But this lack of fiscal rectitude, which caught out one of the world's greatest investors, is not confined to American airlines, or indeed the airline sector. It is quite possible to lose your shirt all over the aviation industry.

I like to recount, in idle moments, all the airlines with which I've flown that have gone to that great hangar in the sky. DanAir, Debonair, Braniff, Pan Am, British Caledonian and Eastern can no longer take me where I want to go. Similarly, we've lost plane makers such as McDonnell Douglas, Hawker Siddeley, DeHavilland and Fokker, so that we are left with only two real forces in world civil aircraft manufacturing, Boeing and Airbus Industrie.

Boeing, though valued at over $60bn (£35bn), is not a model of financial health or responsibility. It has been riddled with scandal, is still potentially facing massive litigation, and is accused of breaking World Trade Organisation rules by using subsidised research for its defence programme to produce materials for its civil aircraft. Indeed, the feeling on Wall Street is that making 747s and the like is a big drag on Boeing's main business, military contracting.

Part of the reason for this poor showing is that Airbus is giving the US group such tough competition. It is easy to forget amid the hoo-ha surrounding the success of the European plane maker that it is now 36 years old, and has struggled to make a genuine profit in almost all of those 36 years. Indeed, it has eaten up billions of pounds, francs, deutschmarks and euros in investments, subsidies and soft loans en route to its current "healthy" financial position. And while it might be delivering a clean profit at last - that is, profits not obscured by depreciation or exceptional items - it is still heavily dependent on grants and "loans" from its sponsoring governments in Paris, Berlin and Westminster.

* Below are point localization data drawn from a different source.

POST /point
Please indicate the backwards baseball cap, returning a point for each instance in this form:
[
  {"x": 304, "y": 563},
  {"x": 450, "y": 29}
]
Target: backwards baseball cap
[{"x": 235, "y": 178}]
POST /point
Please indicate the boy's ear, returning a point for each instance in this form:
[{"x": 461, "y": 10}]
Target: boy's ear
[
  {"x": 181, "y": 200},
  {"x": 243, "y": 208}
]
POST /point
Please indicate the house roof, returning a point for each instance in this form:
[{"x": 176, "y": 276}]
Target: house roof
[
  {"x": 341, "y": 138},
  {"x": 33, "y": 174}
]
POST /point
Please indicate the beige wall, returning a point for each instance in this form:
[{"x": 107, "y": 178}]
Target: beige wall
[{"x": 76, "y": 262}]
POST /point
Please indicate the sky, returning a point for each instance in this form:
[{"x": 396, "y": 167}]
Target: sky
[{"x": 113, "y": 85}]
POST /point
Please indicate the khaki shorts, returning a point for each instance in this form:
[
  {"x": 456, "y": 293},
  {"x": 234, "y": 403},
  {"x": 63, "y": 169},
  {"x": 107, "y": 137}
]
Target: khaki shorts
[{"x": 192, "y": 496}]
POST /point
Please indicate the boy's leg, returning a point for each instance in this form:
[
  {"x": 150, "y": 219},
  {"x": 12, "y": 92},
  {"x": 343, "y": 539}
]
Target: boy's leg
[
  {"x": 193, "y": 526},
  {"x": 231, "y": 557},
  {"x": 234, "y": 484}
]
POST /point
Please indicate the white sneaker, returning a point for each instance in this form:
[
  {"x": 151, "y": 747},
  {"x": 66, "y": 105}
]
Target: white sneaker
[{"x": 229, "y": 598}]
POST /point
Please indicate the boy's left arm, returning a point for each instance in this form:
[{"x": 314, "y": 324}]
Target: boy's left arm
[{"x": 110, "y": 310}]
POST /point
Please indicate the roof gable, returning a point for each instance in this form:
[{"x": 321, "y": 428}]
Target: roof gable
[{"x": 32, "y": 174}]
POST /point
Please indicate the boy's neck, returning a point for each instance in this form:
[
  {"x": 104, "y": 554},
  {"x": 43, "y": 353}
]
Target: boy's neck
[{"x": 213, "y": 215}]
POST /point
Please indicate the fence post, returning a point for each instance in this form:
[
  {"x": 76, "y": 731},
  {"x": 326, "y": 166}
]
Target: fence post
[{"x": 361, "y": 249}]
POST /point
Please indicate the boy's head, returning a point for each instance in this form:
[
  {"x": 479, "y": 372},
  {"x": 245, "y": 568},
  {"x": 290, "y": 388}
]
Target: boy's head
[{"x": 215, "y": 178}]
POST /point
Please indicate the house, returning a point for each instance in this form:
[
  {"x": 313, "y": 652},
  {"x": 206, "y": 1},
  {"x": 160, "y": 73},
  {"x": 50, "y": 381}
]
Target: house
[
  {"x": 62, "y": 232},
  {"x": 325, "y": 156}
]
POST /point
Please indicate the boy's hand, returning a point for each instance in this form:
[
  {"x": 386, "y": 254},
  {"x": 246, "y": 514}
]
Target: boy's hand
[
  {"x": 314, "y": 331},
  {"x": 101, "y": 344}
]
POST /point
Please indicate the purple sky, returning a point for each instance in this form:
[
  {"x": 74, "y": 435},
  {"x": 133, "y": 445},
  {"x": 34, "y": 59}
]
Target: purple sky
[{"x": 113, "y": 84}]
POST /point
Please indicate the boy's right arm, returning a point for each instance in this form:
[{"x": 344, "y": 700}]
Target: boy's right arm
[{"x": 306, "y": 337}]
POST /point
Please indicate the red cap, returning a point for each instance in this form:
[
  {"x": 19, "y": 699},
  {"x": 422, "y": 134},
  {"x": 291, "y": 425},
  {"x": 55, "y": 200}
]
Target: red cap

The company used to be owned by these governments. But the privatisations of the 1980s and 1990s, followed by the mergers of the Nineties and Naughties, left it in a strange hybrid position. Four-fifths of Airbus is owned by Eads, that Franco-German pudding of defence operations, while the last fifth is owned by our own military concoction, BAE Systems.

For a long time, BAE has wanted to remedy this by, well, flogging its fifth to EADS. But when a willing seller has only one buyer, it is hard for it to get a good price. BAE has now officially started the process of selling the stake - but its valuation and what Eads is willing to pay seem a billion quid or so apart.

If BAE can get anything like what it is hoping for, this would seem like good business. It would get out of a volatile operation it cannot control, and could use the money to invest in a few volatile businesses it can control, probably in the US.

Selling out of Airbus would also remove one of the barriers that has prevented BAE from achieving what it has been trying to do for the past five years - which is to merge with a big US defence contractor. BAE sees the big money on the other side of the pond, arguing that Europe is too disjointed and parsimonious (or should we say careful) to pay the big bucks for big-ticket defence procurement.

Northrop-Grumman, General Dynamics and even Boeing will suddenly be linked with BAE all over again. Warren Buffett would be pleased.